Fitzgerald’s own first (expository) act coincided, of course, with his first novel This Side of Paradise which bared his lavish talent albeit in mawkish chrysalis. Instantly it made him the embodiment of the Roaring Twenties. Then came the second act’s rising action of insouciant living afforded by the success of the first (well represented by his glitteringly bad second novel The Beautiful and the Damned).

The climactic third act came with publication of The Great Gatsby which faced Fitzgerald with the intractable conflict between artistic success and the financial success he desperately needed to continue the debauched lifestyle to which he and Zelda had grown accustomed. Gatsby was a financial dud, putting Fitzgerald in dire straits.

In the fourth act Fitzgerald showed himself to be an artist at bottom, producing in Tender Is the Night a treasure trove of passages that illustrate another of his dicta — that character is action. Its cast of upscale expat misfits are delineated with the butterfly touch of which Fitzgerald is now the acknowledged master. He may have wished to produce the kind of overwrought passages that seduce readers by the millions, but not even dire financial need induced him to port his Saturday Evening Post “whoring” to his beloved novel form.

Instead Fitzgerald set the stage for his fifth and final act by choosing to indenture himself to a Hollywood studio as a rewrite hack to pay for Zelda’s expensive sanitarium and Scottie’s elite prep school and college. He moved into a modest apartment called the Garden of Allah and quickly worked himself to death. He battled alcoholism and moonlighted with more magazine stories to augment his income and poured his heart into Tycoon even as it began fluttering out hints that it was ready to quit.

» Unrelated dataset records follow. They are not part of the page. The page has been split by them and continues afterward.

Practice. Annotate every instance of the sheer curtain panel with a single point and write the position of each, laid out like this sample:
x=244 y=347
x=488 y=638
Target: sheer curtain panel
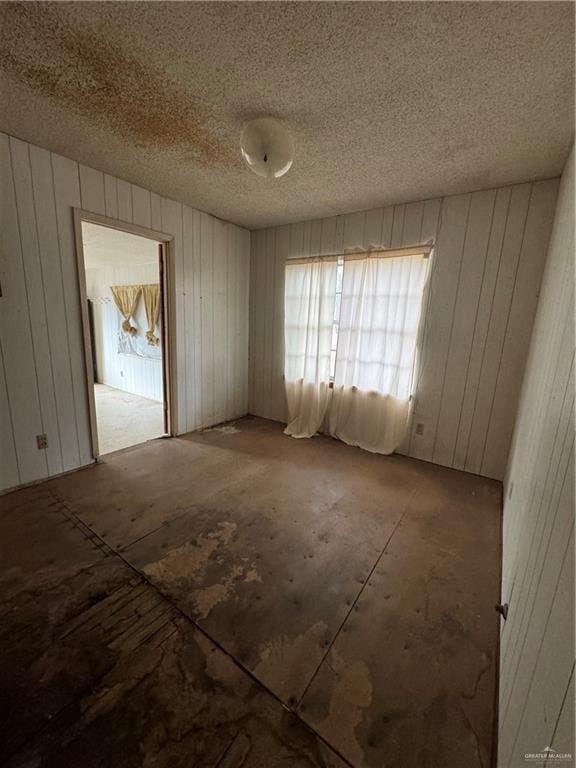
x=309 y=299
x=375 y=359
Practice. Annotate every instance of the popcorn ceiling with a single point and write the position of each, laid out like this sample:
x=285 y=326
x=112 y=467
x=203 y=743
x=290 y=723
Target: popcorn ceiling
x=388 y=102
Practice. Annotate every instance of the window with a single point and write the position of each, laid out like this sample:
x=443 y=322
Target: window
x=377 y=306
x=351 y=329
x=335 y=324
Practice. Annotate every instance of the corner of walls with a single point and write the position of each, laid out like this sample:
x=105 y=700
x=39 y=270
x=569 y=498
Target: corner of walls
x=487 y=265
x=43 y=386
x=536 y=698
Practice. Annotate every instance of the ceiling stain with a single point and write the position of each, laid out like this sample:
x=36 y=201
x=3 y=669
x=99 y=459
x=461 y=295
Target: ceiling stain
x=90 y=74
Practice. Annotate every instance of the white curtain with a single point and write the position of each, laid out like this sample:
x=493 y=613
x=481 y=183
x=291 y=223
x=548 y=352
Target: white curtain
x=375 y=359
x=309 y=298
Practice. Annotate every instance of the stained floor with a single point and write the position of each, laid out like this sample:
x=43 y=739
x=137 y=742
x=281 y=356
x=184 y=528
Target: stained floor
x=240 y=598
x=125 y=419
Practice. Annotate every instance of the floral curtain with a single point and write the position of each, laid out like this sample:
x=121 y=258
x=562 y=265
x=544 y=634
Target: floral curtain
x=126 y=298
x=151 y=295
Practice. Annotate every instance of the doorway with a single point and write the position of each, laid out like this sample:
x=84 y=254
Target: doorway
x=123 y=289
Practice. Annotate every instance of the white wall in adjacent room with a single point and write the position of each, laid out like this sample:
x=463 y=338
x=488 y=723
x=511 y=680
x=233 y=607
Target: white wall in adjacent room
x=489 y=254
x=43 y=387
x=139 y=374
x=537 y=640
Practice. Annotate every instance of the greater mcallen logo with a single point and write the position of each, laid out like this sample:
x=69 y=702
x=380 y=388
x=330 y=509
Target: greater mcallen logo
x=550 y=755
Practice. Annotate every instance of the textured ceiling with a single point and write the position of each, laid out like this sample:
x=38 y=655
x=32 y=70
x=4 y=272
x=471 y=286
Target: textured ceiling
x=105 y=247
x=388 y=102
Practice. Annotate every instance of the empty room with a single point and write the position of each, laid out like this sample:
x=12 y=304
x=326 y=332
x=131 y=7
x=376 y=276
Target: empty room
x=287 y=384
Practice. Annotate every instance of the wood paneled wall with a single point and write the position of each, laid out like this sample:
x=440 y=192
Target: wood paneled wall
x=537 y=640
x=42 y=374
x=489 y=254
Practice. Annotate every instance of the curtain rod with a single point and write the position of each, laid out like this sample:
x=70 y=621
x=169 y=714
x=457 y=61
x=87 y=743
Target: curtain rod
x=382 y=253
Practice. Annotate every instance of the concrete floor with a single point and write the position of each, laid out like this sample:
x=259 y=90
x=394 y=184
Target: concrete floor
x=240 y=598
x=125 y=419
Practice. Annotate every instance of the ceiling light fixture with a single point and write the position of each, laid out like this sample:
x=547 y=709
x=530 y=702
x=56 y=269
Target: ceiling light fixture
x=267 y=147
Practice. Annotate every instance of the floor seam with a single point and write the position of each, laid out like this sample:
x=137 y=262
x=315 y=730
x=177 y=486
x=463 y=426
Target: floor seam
x=293 y=710
x=355 y=601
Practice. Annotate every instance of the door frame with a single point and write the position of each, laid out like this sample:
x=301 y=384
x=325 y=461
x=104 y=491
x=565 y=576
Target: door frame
x=167 y=305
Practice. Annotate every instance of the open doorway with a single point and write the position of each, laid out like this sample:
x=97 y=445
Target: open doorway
x=124 y=303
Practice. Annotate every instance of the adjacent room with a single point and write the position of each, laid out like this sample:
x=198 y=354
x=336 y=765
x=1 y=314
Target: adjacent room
x=325 y=251
x=123 y=306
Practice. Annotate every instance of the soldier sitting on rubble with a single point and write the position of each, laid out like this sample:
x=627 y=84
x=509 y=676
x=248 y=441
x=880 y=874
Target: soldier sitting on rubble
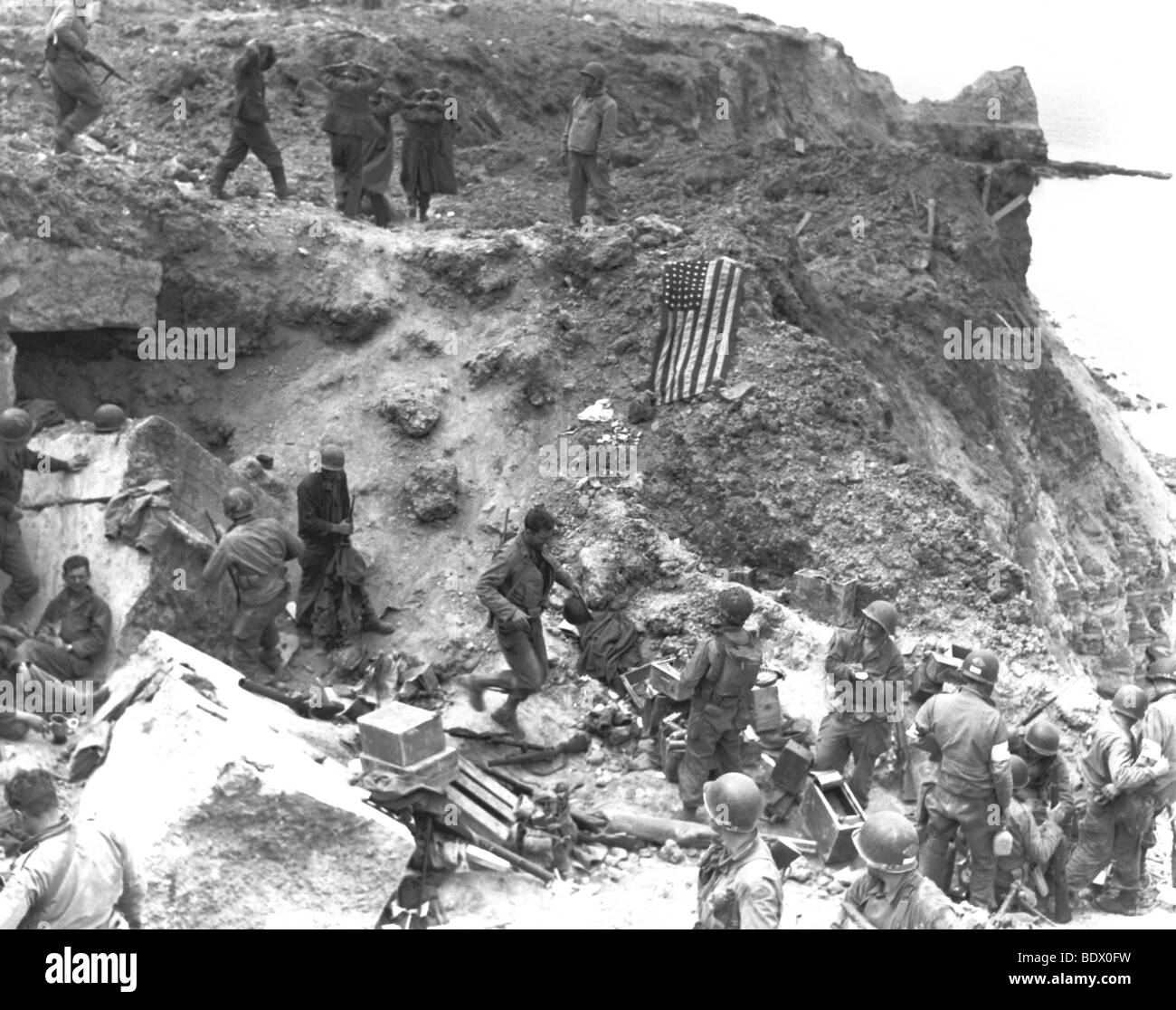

When F. Scott Fitzgerald died of a massive heart attack in 1940 at the age of 43, he had thoroughly disproven his most famous dictum about American lives.

I’m hoping that Tiger Woods has come to grips with the fact that — notwithstanding witty aphorisms — his life is only now getting to the edge-of-the-seat part. It was nice to see that he had been blessed with the talent of a champ. It was a blast to see him squirm like a chump over his curiously adolescent and downscale romps on the wild side. It was interesting to hear his avowals about the renaissance he was engineering for his game. Then he really ratcheted up the suspense by managing to blow up 17 chances to win a tournament in the past 15 months.

Will he hock another loogie on the green after blowing yet another putt? Will he continue to chuck his clubs at his longtime caddie? Will Tiger ever come to understand that character is action, especially in the lees of happiness (as Fitzgerald might have put it)?

It’s time to raise the curtain on Act Three.